A Moscow court has prolonged the curfew for Lyubov Sobol, the lawyer for jailed opposition politician Aleksei Navalny's Anti-Corruption Foundation (FBK), potentially undermining her campaign for parliament.
Sobol's lawyer, Vladimir Voronin, told the Interfax news agency on June 7 that the court extended her curfew by six months to the end of December.
The 33-year-old lawyer said in March she planned to run for parliament's lower chamber, the State Duma, in September elections. She is the latest opposition politician seeking a seat in parliament to face legal pressure.
The curfew bars Sobol from leaving her home between 8 p.m. and 6 a.m. It was imposed after she helped lead unsanctioned rallies on January 21 to protest Navalny's incarceration.
Sobol and several other associates and supporters of Navalny were initially placed under house arrest, which was later replaced by a curfew.
Separately, in April another Moscow court sentenced Sobol to a one-year suspended sentence of correctional labor after finding her guilty of trespassing, in what she described as a decision designed to silence her.

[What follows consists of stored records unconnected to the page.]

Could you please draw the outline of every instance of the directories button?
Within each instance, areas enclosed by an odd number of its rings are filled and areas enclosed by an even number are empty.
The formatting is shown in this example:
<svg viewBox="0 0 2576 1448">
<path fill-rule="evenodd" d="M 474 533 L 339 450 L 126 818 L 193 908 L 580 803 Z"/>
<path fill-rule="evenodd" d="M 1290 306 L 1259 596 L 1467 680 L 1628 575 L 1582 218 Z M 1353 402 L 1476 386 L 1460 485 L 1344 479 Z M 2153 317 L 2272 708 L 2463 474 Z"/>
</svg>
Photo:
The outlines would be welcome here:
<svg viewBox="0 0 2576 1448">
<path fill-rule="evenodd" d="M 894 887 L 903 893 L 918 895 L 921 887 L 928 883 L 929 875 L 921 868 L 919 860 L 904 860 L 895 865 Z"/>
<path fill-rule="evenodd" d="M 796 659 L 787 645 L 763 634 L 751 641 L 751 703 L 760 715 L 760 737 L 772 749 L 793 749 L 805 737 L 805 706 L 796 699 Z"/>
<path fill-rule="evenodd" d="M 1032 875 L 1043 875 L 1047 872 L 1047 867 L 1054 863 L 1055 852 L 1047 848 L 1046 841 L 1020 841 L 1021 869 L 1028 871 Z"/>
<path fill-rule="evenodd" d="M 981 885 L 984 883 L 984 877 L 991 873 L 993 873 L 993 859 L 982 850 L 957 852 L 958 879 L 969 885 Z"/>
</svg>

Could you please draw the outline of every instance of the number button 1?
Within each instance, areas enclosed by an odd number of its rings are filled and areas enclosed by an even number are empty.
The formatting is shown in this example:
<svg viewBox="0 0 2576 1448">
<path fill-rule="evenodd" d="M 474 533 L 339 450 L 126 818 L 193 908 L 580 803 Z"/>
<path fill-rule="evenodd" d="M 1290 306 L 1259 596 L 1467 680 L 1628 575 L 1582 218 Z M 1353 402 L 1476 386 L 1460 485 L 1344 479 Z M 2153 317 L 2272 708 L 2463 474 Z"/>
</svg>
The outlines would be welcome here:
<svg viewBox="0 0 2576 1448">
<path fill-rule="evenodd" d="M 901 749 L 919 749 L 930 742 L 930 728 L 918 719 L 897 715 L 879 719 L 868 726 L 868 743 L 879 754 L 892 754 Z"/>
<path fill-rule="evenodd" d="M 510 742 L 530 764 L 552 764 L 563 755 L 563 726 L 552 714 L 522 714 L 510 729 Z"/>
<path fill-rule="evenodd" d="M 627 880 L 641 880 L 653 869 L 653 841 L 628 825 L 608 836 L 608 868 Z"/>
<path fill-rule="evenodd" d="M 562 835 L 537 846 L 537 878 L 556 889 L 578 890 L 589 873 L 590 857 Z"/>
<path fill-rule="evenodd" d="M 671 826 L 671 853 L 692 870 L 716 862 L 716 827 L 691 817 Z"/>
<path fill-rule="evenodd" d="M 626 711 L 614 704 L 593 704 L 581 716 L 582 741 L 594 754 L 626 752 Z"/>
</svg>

The court agreed she illegally forced her way into the apartment of Federal Security Service (FSB) officer Konstantin Kudryavtsev in December 2020, hours after Navalny had published a recording of what he said was a phone conversation with Kudryavtsev.
During the 49-minute phone call, in which Navalny posed as an FSB official conducting an internal review, Kudryavtsev described the details of a state operation to poison the Kremlin critic in August.
Investigators claim Sobol pushed Kudryavtsev's mother-in-law, who opened the door, and forcefully entered the apartment.
Sobol rejected the charge, saying she had not pushed Kudryavtsev's mother-in-law, but went to the apartment to meet Kudryavtsev to ask him about his conversation with Navalny.
Her team has described the case as political "revenge" for a lawyer not afraid to ask questions of the alleged assassin.
Dmitry Gudkov, an opposition politician and former parliament member, said on June 6 that he fled Russia amid concern over his possible arrest on charges that he said were trumped up.
Gudkov said he was warned by several people close to the presidential administration that a fraud case recently opened against him would continue if he did not leave.
He claimed it was an attempt by the authorities for force him out of the country until at least the parliamentary elections.